The Diet Challenges Of Children With Autism Spectrum Disorders

Children with ASD often have obsessive and narrow interests and repetitive behaviors. This affects food choices and eating habits leading to health concerns.
Some children are sensitive to the texture, color, smell and taste of food. This affects eating habits because entire food groups can be avoided.

Common dislikes include slippery foods, vegetables and fruits. Kids with ASD may not eat enough and it is difficult for them to eat a meal from beginning to end. The limited food choices may cause constipation. The solution is high fiber, a lot of fluids and consistent physical activity. Some of the medications used for ASD such as Ritalin decrease the appetite and affect the way minerals and vitamins are absorbed. 

Nutritious, balanced meals are important for children under the spectrum. This helps them process information, manage emotions and learn. These children may not be getting the required nutrition such as protein and calcium. Children with ASD are usually picky eaters and it is nearly impossible to get them to try new foods. The child may avoid specific foods or entire groups of food. A good approach is to take the child away from the kitchen. They can choose new foods at the supermarket. Research the food on the internet and help decide how it should be prepared. It is all right if the child will not eat the food. They are becoming familiar with different foods in a positive and low pressure way that may eventually increase their flexibility regarding eating. 

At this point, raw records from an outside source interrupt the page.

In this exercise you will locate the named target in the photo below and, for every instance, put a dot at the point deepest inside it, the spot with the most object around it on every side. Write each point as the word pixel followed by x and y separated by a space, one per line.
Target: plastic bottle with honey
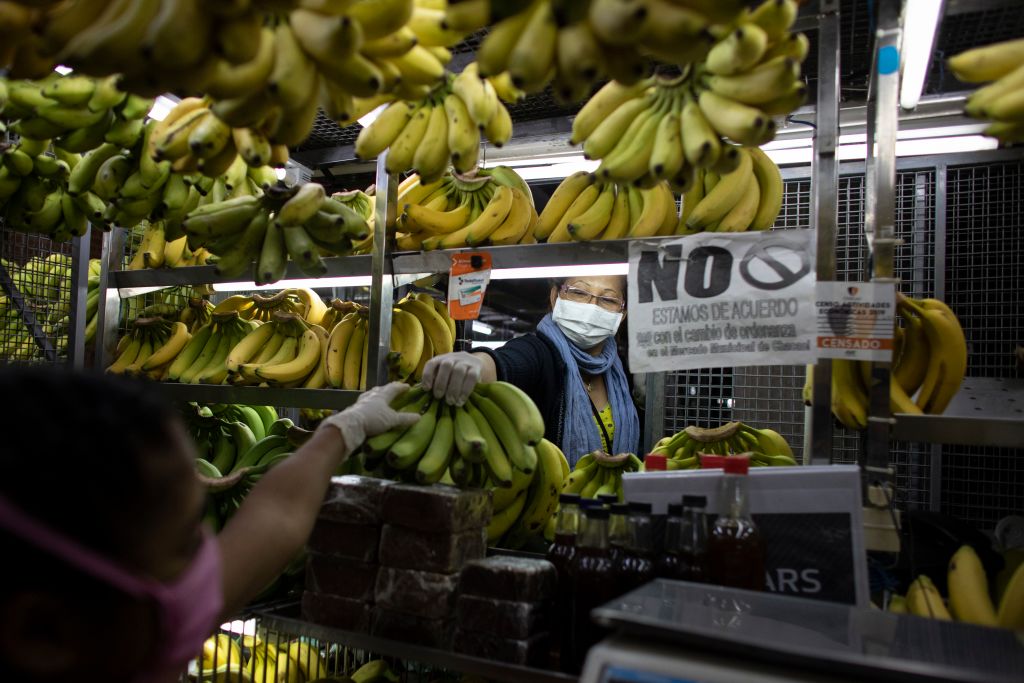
pixel 636 564
pixel 560 554
pixel 735 547
pixel 593 580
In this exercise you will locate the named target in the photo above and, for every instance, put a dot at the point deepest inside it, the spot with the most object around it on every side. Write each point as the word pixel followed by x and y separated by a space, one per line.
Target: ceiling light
pixel 921 25
pixel 162 107
pixel 561 271
pixel 370 117
pixel 312 283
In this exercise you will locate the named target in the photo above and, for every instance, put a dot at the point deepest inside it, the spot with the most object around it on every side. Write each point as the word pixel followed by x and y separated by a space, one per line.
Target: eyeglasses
pixel 578 295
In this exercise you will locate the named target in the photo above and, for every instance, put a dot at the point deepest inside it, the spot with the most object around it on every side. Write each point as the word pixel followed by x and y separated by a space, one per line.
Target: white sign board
pixel 714 300
pixel 855 321
pixel 811 518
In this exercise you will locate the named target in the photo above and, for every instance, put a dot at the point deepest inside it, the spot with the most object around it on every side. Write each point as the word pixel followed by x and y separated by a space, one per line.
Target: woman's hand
pixel 453 376
pixel 371 415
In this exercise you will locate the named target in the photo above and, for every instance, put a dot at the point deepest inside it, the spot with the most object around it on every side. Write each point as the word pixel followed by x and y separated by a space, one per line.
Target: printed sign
pixel 467 283
pixel 714 300
pixel 855 321
pixel 810 517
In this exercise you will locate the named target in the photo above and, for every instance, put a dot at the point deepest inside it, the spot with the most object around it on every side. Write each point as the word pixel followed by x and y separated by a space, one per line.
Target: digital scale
pixel 678 632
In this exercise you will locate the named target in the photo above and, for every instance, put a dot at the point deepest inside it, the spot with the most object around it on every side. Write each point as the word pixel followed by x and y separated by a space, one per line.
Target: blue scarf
pixel 580 433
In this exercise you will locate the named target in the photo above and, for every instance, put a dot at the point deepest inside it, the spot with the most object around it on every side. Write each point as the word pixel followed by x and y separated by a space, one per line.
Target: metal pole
pixel 824 190
pixel 110 299
pixel 382 284
pixel 941 195
pixel 654 398
pixel 79 293
pixel 880 229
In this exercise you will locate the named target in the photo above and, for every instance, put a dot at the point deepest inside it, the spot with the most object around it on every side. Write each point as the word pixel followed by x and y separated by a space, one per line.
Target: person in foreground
pixel 570 369
pixel 111 575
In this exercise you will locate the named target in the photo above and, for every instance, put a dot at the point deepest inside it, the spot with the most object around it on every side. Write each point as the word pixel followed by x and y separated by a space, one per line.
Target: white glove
pixel 371 415
pixel 453 376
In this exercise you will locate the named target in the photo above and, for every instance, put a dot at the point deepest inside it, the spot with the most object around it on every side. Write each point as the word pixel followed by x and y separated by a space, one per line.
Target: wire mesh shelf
pixel 333 652
pixel 37 276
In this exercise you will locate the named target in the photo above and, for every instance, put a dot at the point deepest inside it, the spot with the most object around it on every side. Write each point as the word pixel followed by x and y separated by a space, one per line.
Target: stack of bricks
pixel 503 609
pixel 342 565
pixel 429 534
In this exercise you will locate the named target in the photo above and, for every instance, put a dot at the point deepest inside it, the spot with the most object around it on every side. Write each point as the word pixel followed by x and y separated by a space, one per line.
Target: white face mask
pixel 586 325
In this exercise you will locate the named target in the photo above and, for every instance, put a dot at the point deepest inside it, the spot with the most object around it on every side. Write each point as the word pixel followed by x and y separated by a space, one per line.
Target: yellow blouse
pixel 609 428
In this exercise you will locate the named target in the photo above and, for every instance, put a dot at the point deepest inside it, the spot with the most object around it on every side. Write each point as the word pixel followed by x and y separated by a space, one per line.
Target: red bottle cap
pixel 713 462
pixel 736 465
pixel 655 462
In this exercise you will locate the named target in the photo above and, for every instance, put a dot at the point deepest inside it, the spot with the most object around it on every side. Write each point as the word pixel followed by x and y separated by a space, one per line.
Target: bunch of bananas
pixel 363 204
pixel 196 313
pixel 748 198
pixel 1003 100
pixel 665 128
pixel 486 439
pixel 34 195
pixel 585 208
pixel 300 301
pixel 970 600
pixel 202 359
pixel 574 43
pixel 151 348
pixel 766 447
pixel 600 474
pixel 344 57
pixel 79 113
pixel 196 139
pixel 929 359
pixel 286 222
pixel 421 329
pixel 495 206
pixel 440 129
pixel 155 250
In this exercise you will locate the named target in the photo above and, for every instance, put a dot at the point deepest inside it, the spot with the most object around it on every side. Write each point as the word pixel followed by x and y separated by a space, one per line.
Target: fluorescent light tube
pixel 921 25
pixel 561 271
pixel 370 117
pixel 312 283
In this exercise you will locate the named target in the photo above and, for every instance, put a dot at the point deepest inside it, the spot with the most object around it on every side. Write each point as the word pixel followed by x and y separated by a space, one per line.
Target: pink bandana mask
pixel 188 606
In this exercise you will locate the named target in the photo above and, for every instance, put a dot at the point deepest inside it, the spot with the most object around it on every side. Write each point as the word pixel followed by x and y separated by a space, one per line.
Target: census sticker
pixel 713 300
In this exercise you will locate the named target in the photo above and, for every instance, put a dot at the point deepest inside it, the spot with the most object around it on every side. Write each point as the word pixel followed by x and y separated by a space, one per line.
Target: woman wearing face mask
pixel 111 575
pixel 570 369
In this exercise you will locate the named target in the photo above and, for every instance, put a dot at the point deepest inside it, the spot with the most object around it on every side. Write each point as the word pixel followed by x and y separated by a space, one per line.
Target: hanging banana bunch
pixel 300 223
pixel 1000 65
pixel 151 348
pixel 441 129
pixel 495 207
pixel 572 44
pixel 666 128
pixel 300 301
pixel 929 365
pixel 269 65
pixel 584 207
pixel 766 447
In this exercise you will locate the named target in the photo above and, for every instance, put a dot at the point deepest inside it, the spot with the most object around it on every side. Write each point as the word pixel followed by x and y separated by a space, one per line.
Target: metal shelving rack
pixel 824 193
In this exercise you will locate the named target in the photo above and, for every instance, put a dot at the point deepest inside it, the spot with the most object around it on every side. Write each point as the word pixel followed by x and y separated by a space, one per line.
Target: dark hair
pixel 80 450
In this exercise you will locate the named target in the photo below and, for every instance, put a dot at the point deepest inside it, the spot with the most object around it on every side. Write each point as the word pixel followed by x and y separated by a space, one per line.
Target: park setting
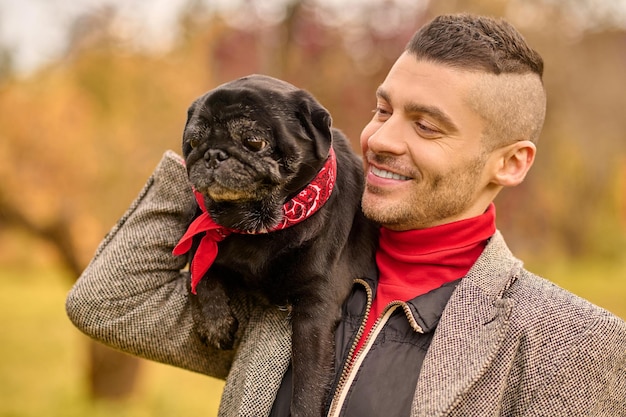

Stress can be reduced by serving meals at the same time each day. There are concessions that can be made to help the child. If bright lights bother the child, dine by candlelight. Give the child the opportunity to choose a favorite food for every meal or allow them to decide where they want to sit at the table. 

Many people believe meals free of casein and gluten can improve ASD symptoms. Gluten is a protein found in barley, rye and wheat. Casein is also a protein but found in milk. The belief is children with autism have a leaky intestine or gut. This enables some of the casein and gluten to get into the bloodstream. This affects the central nervous system and the brain. The belief is this can magnify the symptoms of ASD. Certain studies have indicated these diets can help autistic children. There is not absolute proof and more research is necessary. It is important to realize careful planning is necessary because restrictive diets may not meet the nutritional needs of the child. It is a good idea to talk to a registered dietitian nutritionist prior to drastically changing the diet of the child. This will help prevent potential nutrition deficits and side effects from a casein or gluten free diet.